Despite their helpful purpose, cookies are now considered a significant threat to privacy.
This is because they can be used to store and report many types of information.
For example, a cookie can store a list of all the sites you visit.
This data can be transferred to the site that placed the cookie on your system, and that information can be used against your wishes.
Web Bugs
A Web bug is a small GIF-format image file that can be embedded in a Web page or an HTML-format e-mail message.
A Web bug can be as small as a single pixel in size and can easily be hidden anywhere in an HTML document.
Behind the tiny image, however, lies code that functions in much the same way as a cookie, allowing the bug’s creator to track many of your online activities.
A bug can record what Web pages you view, keywords you type into a search engine, personal information you enter in a form on a Web page, and other data.
Because Web bugs are hidden, they are considered by many to be eavesdropping devices.
Upon learning about Web bugs, most consumers look for a way to defeat them. A number of anti-Web bug programs now exist.
Spyware
The term spyware is used to refer to many different kinds of software that can track a computer user’s activities and report them to someone else.
There are now countless varieties of spyware programs. Another common term for spyware is adware, because Internet advertising is a common source of spyware.

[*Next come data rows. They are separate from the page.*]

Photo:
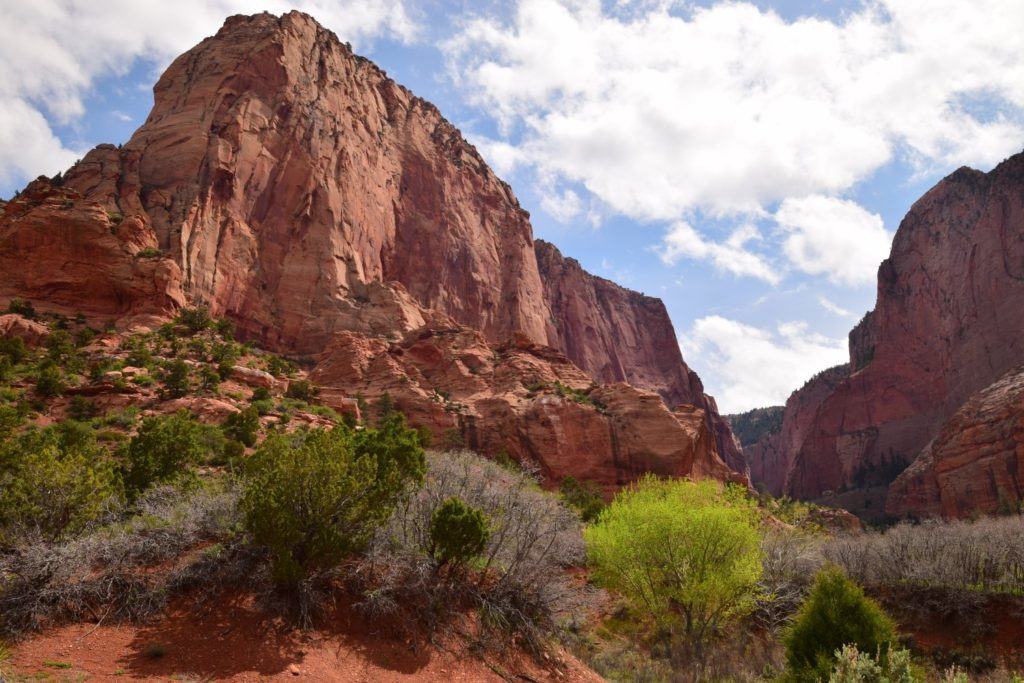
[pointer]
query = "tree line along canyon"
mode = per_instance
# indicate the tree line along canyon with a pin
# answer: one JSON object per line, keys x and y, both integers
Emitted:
{"x": 289, "y": 389}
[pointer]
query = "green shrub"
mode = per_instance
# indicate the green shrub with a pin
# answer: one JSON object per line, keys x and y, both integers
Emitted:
{"x": 243, "y": 426}
{"x": 10, "y": 419}
{"x": 22, "y": 307}
{"x": 139, "y": 353}
{"x": 233, "y": 450}
{"x": 836, "y": 613}
{"x": 209, "y": 378}
{"x": 163, "y": 451}
{"x": 84, "y": 336}
{"x": 263, "y": 407}
{"x": 53, "y": 484}
{"x": 302, "y": 390}
{"x": 176, "y": 379}
{"x": 49, "y": 381}
{"x": 313, "y": 499}
{"x": 196, "y": 319}
{"x": 687, "y": 553}
{"x": 279, "y": 367}
{"x": 458, "y": 532}
{"x": 426, "y": 436}
{"x": 584, "y": 497}
{"x": 13, "y": 348}
{"x": 224, "y": 369}
{"x": 81, "y": 409}
{"x": 852, "y": 666}
{"x": 59, "y": 345}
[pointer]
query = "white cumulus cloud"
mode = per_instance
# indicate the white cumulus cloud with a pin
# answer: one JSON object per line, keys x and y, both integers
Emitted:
{"x": 834, "y": 238}
{"x": 665, "y": 111}
{"x": 731, "y": 255}
{"x": 745, "y": 367}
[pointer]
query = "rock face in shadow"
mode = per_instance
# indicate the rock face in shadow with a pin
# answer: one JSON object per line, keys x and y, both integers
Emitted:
{"x": 72, "y": 254}
{"x": 946, "y": 325}
{"x": 619, "y": 335}
{"x": 524, "y": 401}
{"x": 292, "y": 186}
{"x": 771, "y": 458}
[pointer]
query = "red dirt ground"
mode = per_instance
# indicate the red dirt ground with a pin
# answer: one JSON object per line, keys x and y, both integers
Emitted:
{"x": 232, "y": 641}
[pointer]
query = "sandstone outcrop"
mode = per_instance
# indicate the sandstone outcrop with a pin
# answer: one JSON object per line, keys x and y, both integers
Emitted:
{"x": 292, "y": 186}
{"x": 71, "y": 254}
{"x": 619, "y": 335}
{"x": 523, "y": 400}
{"x": 946, "y": 324}
{"x": 14, "y": 326}
{"x": 976, "y": 462}
{"x": 771, "y": 458}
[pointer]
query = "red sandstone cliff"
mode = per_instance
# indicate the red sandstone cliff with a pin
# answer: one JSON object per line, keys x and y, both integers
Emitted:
{"x": 947, "y": 323}
{"x": 619, "y": 335}
{"x": 976, "y": 462}
{"x": 290, "y": 185}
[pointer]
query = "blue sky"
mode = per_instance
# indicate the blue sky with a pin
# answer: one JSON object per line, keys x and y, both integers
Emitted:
{"x": 748, "y": 162}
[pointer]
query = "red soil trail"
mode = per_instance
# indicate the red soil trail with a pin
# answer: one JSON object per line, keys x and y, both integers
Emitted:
{"x": 231, "y": 640}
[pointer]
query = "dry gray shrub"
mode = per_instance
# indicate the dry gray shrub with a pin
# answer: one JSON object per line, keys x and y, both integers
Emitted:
{"x": 790, "y": 559}
{"x": 985, "y": 555}
{"x": 937, "y": 568}
{"x": 518, "y": 584}
{"x": 108, "y": 573}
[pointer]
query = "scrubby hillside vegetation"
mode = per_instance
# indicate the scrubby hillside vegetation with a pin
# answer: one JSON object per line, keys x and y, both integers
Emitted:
{"x": 158, "y": 473}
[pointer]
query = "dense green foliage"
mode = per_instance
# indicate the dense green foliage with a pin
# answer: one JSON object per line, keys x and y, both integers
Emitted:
{"x": 22, "y": 307}
{"x": 176, "y": 379}
{"x": 196, "y": 319}
{"x": 13, "y": 348}
{"x": 53, "y": 483}
{"x": 458, "y": 532}
{"x": 750, "y": 427}
{"x": 301, "y": 390}
{"x": 163, "y": 451}
{"x": 836, "y": 613}
{"x": 852, "y": 666}
{"x": 315, "y": 498}
{"x": 687, "y": 553}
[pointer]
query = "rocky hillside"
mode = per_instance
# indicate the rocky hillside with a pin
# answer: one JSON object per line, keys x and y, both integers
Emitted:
{"x": 946, "y": 325}
{"x": 291, "y": 186}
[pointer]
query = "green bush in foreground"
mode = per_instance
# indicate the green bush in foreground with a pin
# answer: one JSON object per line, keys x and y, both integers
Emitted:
{"x": 458, "y": 534}
{"x": 836, "y": 613}
{"x": 163, "y": 451}
{"x": 584, "y": 497}
{"x": 52, "y": 484}
{"x": 243, "y": 426}
{"x": 852, "y": 666}
{"x": 314, "y": 499}
{"x": 687, "y": 553}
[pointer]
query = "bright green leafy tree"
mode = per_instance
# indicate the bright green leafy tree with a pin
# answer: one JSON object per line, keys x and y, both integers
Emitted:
{"x": 687, "y": 553}
{"x": 313, "y": 499}
{"x": 53, "y": 483}
{"x": 163, "y": 451}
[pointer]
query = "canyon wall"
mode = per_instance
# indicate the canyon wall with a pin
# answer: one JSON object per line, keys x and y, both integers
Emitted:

Some types of spyware operate openly. For example, when you install and register a program, it may ask you to fill out a form.
The program then sends the information to the developer, who stores it in a database.
When used in this manner, spyware-type programs are seen as perfectly legitimate because the user is aware that information is being collected.
More commonly, however, spyware is installed on a computer without the user’s knowledge and collects information without the user’s consent.
Spyware can land on your PC from many sources: Web pages, e-mail messages, and popup ads are just a few.
Once on your machine, spyware can track virtually anything you do and secretly report your activities to someone else.
Spyware can record individual keystrokes, Web usage, e-mail addresses, personal information, and other types of data. Generally, the program transmits the collected data via e-mail or to a Web page.